A team of Yale School of Public Health researchers has developed a wearable clip that detects if a person has been exposed to COVID-19.  

Researchers at Yale School of Public Health have created a wearable clip that can identify whether or not a person has been exposed to COVID-19.

According to research published earlier this month in the peer-reviewed journal Environmental Science and Technology Letters, the device catches virus-laden aerosols that settle on a polydimethylsiloxane (PDMS) surface.

Until then, huge and expensive air sampling machines were employed to identify virus droplets in the air, often from sick individuals coughing, sneezing, speaking, and breathing.

To make air sampling more accessible, specialists from Yale’s School of Engineering and Applied Science and the School of Public Health created the Fresh Air Clip, a 1 inch-diameter 3D-printed air sampler that takes air samples on a film within the badge-shaped device. It does not have a power supply.

“The Fresh Air Clip is a wearable device that can be used to assess exposure to SARS-CoV-2 in the air. With this clip we can detect low levels of virus copies that are well below the estimated SARS-CoV-2 infectious dosage,” said the study’s lead author. Pollitt is a Yale School of Public Health assistant professor of epidemiology and a Yale chemical and environmental engineering professor.  
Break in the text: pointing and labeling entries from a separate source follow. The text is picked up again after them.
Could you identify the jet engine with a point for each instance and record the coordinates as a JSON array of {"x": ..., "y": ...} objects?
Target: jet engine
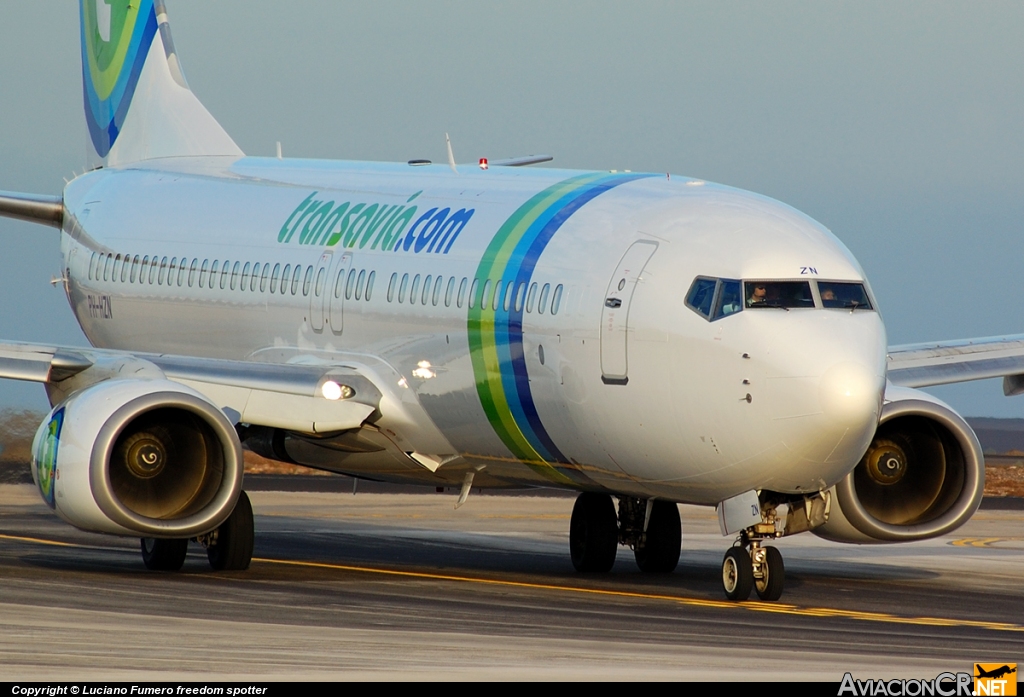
[
  {"x": 139, "y": 458},
  {"x": 923, "y": 475}
]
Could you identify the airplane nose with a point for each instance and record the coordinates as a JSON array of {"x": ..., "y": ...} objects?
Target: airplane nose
[{"x": 848, "y": 391}]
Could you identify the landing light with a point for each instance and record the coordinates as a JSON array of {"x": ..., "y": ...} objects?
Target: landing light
[
  {"x": 333, "y": 391},
  {"x": 423, "y": 371}
]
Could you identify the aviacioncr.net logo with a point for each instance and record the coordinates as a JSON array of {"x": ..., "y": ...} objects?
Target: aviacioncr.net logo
[{"x": 943, "y": 685}]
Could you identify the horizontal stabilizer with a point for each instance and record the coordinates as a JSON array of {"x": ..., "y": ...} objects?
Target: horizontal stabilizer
[
  {"x": 33, "y": 208},
  {"x": 522, "y": 162}
]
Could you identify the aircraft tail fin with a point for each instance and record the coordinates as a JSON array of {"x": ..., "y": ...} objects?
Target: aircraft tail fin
[{"x": 137, "y": 103}]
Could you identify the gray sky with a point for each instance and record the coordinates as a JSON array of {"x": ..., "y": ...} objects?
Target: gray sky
[{"x": 897, "y": 125}]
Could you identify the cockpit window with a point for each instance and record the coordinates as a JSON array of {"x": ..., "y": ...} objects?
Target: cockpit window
[
  {"x": 701, "y": 296},
  {"x": 729, "y": 299},
  {"x": 782, "y": 294},
  {"x": 849, "y": 296}
]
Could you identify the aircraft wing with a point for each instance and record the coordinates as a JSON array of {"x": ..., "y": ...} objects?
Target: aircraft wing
[
  {"x": 282, "y": 395},
  {"x": 958, "y": 361}
]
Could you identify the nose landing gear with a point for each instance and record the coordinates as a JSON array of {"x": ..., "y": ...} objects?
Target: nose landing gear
[{"x": 750, "y": 565}]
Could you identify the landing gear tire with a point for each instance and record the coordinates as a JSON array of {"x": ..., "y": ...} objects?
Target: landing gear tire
[
  {"x": 659, "y": 551},
  {"x": 164, "y": 555},
  {"x": 737, "y": 573},
  {"x": 769, "y": 585},
  {"x": 593, "y": 532},
  {"x": 231, "y": 549}
]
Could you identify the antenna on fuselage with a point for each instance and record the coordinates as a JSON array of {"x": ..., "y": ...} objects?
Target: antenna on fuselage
[{"x": 448, "y": 141}]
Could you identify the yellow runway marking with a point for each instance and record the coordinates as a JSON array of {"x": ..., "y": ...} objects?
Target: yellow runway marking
[
  {"x": 778, "y": 608},
  {"x": 754, "y": 606}
]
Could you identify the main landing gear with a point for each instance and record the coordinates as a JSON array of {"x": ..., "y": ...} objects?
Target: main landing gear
[
  {"x": 229, "y": 548},
  {"x": 749, "y": 565},
  {"x": 651, "y": 528}
]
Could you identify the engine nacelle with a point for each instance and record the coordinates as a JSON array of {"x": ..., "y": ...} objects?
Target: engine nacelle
[
  {"x": 139, "y": 458},
  {"x": 923, "y": 475}
]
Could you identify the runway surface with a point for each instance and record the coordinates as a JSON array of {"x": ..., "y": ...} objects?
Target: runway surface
[{"x": 383, "y": 586}]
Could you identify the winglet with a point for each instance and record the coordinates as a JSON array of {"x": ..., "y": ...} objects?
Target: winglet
[{"x": 32, "y": 208}]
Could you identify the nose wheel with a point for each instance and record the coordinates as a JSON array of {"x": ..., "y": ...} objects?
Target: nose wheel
[{"x": 749, "y": 566}]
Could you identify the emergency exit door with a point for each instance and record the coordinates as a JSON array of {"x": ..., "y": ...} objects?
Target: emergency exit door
[{"x": 615, "y": 313}]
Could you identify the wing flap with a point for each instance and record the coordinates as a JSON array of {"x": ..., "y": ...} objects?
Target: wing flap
[{"x": 956, "y": 361}]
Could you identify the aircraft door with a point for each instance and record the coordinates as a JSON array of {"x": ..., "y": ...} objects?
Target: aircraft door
[
  {"x": 337, "y": 292},
  {"x": 317, "y": 306},
  {"x": 614, "y": 314}
]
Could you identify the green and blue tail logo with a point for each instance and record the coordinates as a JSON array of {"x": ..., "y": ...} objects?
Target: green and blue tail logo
[
  {"x": 116, "y": 40},
  {"x": 46, "y": 456}
]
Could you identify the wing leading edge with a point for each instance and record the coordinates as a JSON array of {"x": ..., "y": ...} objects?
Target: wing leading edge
[{"x": 958, "y": 361}]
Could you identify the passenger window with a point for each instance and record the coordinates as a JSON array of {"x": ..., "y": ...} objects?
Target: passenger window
[
  {"x": 264, "y": 274},
  {"x": 542, "y": 302},
  {"x": 370, "y": 285},
  {"x": 701, "y": 296},
  {"x": 520, "y": 296},
  {"x": 308, "y": 280},
  {"x": 285, "y": 278},
  {"x": 848, "y": 296},
  {"x": 556, "y": 301},
  {"x": 485, "y": 295},
  {"x": 274, "y": 275},
  {"x": 530, "y": 297},
  {"x": 358, "y": 284},
  {"x": 390, "y": 287},
  {"x": 402, "y": 287},
  {"x": 427, "y": 287},
  {"x": 318, "y": 284},
  {"x": 350, "y": 285},
  {"x": 415, "y": 290},
  {"x": 779, "y": 294}
]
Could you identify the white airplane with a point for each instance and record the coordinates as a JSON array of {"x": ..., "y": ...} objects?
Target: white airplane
[{"x": 634, "y": 337}]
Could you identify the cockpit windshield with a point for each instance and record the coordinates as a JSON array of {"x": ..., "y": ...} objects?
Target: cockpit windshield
[
  {"x": 717, "y": 298},
  {"x": 850, "y": 296},
  {"x": 783, "y": 294}
]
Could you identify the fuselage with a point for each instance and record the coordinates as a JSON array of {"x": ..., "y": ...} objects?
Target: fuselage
[{"x": 538, "y": 315}]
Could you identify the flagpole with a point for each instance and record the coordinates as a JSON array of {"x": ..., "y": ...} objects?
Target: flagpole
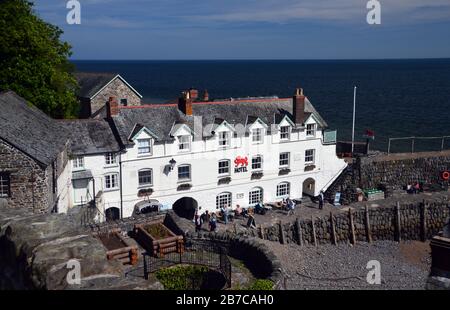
[{"x": 353, "y": 127}]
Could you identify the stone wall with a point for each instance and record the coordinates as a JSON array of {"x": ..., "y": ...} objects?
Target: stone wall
[
  {"x": 413, "y": 221},
  {"x": 117, "y": 89},
  {"x": 31, "y": 184}
]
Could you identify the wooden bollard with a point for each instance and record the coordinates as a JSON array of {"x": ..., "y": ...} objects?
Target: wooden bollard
[
  {"x": 367, "y": 222},
  {"x": 333, "y": 229},
  {"x": 282, "y": 239},
  {"x": 398, "y": 229},
  {"x": 352, "y": 227},
  {"x": 423, "y": 222},
  {"x": 299, "y": 232},
  {"x": 313, "y": 231}
]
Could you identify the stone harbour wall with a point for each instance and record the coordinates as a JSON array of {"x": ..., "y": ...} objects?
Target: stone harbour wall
[{"x": 414, "y": 221}]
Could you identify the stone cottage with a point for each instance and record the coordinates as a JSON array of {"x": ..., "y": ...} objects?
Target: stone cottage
[
  {"x": 96, "y": 88},
  {"x": 34, "y": 170}
]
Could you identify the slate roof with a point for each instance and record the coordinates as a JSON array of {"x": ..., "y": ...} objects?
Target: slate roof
[
  {"x": 91, "y": 82},
  {"x": 29, "y": 129},
  {"x": 90, "y": 136},
  {"x": 160, "y": 119}
]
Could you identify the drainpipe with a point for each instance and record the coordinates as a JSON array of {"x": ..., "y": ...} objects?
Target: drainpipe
[{"x": 121, "y": 194}]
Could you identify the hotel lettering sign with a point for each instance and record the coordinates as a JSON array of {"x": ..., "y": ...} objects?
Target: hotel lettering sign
[{"x": 240, "y": 164}]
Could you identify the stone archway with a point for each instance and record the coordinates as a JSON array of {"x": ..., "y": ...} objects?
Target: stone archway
[
  {"x": 185, "y": 207},
  {"x": 309, "y": 187},
  {"x": 112, "y": 214}
]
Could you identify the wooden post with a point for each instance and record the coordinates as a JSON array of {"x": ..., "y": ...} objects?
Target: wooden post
[
  {"x": 282, "y": 239},
  {"x": 333, "y": 229},
  {"x": 313, "y": 231},
  {"x": 352, "y": 227},
  {"x": 368, "y": 230},
  {"x": 398, "y": 229},
  {"x": 299, "y": 232},
  {"x": 423, "y": 222}
]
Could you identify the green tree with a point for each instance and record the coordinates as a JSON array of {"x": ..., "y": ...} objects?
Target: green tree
[{"x": 34, "y": 61}]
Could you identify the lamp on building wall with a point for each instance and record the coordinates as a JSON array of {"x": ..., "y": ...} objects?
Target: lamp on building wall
[{"x": 172, "y": 163}]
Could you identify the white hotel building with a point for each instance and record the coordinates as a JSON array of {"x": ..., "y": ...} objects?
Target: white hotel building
[{"x": 203, "y": 154}]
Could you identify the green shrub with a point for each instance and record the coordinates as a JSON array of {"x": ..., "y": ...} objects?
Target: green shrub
[
  {"x": 261, "y": 285},
  {"x": 179, "y": 277}
]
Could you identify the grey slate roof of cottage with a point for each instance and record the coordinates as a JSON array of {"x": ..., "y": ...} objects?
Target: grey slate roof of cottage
[
  {"x": 90, "y": 136},
  {"x": 29, "y": 129},
  {"x": 92, "y": 82},
  {"x": 161, "y": 118}
]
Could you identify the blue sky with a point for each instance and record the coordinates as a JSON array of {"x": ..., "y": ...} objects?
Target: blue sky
[{"x": 253, "y": 29}]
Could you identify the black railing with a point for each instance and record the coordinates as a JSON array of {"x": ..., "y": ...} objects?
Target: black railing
[{"x": 199, "y": 252}]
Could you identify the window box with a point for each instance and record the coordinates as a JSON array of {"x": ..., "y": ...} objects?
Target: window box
[
  {"x": 184, "y": 187},
  {"x": 145, "y": 192},
  {"x": 310, "y": 167},
  {"x": 257, "y": 175},
  {"x": 225, "y": 180},
  {"x": 284, "y": 171}
]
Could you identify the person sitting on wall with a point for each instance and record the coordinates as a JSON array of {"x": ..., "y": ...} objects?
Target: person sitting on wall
[
  {"x": 213, "y": 223},
  {"x": 259, "y": 209},
  {"x": 251, "y": 223}
]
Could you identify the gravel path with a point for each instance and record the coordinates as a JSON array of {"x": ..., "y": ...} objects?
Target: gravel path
[{"x": 403, "y": 266}]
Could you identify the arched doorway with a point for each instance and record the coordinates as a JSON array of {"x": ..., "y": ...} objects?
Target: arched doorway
[
  {"x": 309, "y": 187},
  {"x": 112, "y": 214},
  {"x": 185, "y": 207}
]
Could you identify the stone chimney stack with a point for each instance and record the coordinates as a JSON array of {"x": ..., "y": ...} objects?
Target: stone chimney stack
[
  {"x": 185, "y": 103},
  {"x": 206, "y": 95},
  {"x": 298, "y": 109},
  {"x": 112, "y": 107}
]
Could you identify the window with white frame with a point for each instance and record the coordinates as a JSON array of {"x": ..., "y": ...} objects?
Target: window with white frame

“We want to go a step before that and be able to start thinking about, do we need more infectious control measures in place, do we need less people in this space? Do we need more ventilation?” Godri Pollitt said. “And also thinking about if people are at a potential risk for being infected? If we detect it within the air, there’s a good chance that maybe those people are at risk and should be quarantined.”